The story of Vulcan begins with Birmingham Slag, a business founded in 1909 by Solon Jacobs. The purpose of the new venture was to repurpose the remnants of the steel making process for use in road construction and as ballast for railroad tracks. After years of successful operation, Jacobs sold the business in 1916 to the Ireland family.

With extreme frugality, the Irelands successfully grew the business. They opened new plants and acquired several sand and gravel pits in the southeast. With this growth, Birmingham Slag would eventually win bids on significant projects.

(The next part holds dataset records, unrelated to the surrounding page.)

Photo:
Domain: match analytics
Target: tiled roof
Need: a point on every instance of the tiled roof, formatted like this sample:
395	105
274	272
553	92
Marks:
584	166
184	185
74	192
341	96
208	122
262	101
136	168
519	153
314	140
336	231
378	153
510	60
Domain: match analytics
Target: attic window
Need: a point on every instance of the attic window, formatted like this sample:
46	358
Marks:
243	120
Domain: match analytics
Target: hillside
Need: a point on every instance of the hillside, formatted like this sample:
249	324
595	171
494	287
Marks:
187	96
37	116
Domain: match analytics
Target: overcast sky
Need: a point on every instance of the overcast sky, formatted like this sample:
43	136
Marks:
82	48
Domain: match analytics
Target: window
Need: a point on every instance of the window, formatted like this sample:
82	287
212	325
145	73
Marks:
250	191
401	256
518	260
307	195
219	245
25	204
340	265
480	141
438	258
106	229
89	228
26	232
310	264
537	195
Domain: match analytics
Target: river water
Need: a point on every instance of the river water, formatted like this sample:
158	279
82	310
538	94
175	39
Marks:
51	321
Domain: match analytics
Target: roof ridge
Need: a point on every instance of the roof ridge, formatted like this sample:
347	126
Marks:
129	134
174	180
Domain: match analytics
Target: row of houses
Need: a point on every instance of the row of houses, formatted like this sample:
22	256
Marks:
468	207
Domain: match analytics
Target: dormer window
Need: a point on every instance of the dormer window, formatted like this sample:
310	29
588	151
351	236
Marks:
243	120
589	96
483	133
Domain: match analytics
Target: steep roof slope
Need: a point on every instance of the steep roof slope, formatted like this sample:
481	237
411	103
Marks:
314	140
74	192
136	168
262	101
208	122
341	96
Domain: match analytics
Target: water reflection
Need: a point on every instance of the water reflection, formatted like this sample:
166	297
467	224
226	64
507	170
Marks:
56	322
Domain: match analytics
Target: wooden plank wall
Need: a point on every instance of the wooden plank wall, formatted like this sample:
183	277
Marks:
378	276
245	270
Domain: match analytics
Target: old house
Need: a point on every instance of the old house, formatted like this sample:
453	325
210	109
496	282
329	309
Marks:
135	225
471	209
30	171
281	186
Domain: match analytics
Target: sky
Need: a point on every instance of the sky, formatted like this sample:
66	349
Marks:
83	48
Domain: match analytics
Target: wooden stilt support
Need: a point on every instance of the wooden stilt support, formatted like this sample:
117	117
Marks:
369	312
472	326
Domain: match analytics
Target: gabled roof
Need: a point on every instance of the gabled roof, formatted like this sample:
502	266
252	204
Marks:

They provided materials and services for the Tennessee Valley Authority and the Manhattan Project.

Vulcan Materials ad in 1959 Alabama State Fair brochure

After World War II, Birmingham Slag and many other family-owned aggregates businesses had the enormous opportunity afforded them by the passage of the Federal Aid Highway Act of 1956. However, Birmingham Slag and its competitors all lacked the scale and capital to fully take advantage of this opportunity.

For Birmingham Slag, the solution was to acquire a public company called Vulcan Detinning in 1956. With this acquisition, Birmingham Slag became a public company (renamed Vulcan Materials) and could more easily raise capital. It also now had a currency with which it could acquire other aggregates businesses. For the other small players in the industry, selling to Vulcan was an attractive proposition as many were facing significant estate tax issues. They could sell to Vulcan not for cash, but in exchange for Vulcan shares, which eased their tax issues.

In four short years, Birmingham Slag transformed into Vulcan Materials, the nation’s largest producer of aggregates. Annual revenues went from $21.4 million in 1956 to $110 million in 1959 as they acquired numerous family-owned quarries.


One great quality about the aggregates business is that there is no alternative to crushed rock for infrastructure and construction projects. For example, in 2006, the U.S. Geological Survey estimated that there was 1.5 billion metric tons of natural aggregates in use in the national highway system while there was just a combined 89 million metric tons of cement, asphalt and steel. Natural aggregates accounted for 94% of these total materials.

Another excellent quality of an aggregates business is its pricing power. The average price of a metric ton of crushed stone in the U.S. was $14 in 2022. However, transportation costs can quickly evaporate that purchase price based on travel distance. Thus, aggregates must be sourced locally, which gives these businesses the power to raise prices slowly and steadily above the rate of inflation. See Lawrence Hamtil's blog post “Rock Pile Riches”.

Despite several generations of consolidation, the industry remains highly fragmented. Further, the opening of new quarries is close to impossible given the permitting and regulatory hurdles. Thus, there is ample opportunity for the larger players like Vulcan, Martin Marietta, and others, to continue to consolidate by acquiring the large number of smaller players.


The aggregates industry is one that will persist for many generations going forward. It exhibits many of the attributes that Andvari values. There is reliable and predictable growth from the continual spending on vital infrastructure maintenance and new construction projects. The industry has pricing power and there remains an opportunity for the large public companies to consolidate what is still a highly fragmented industry.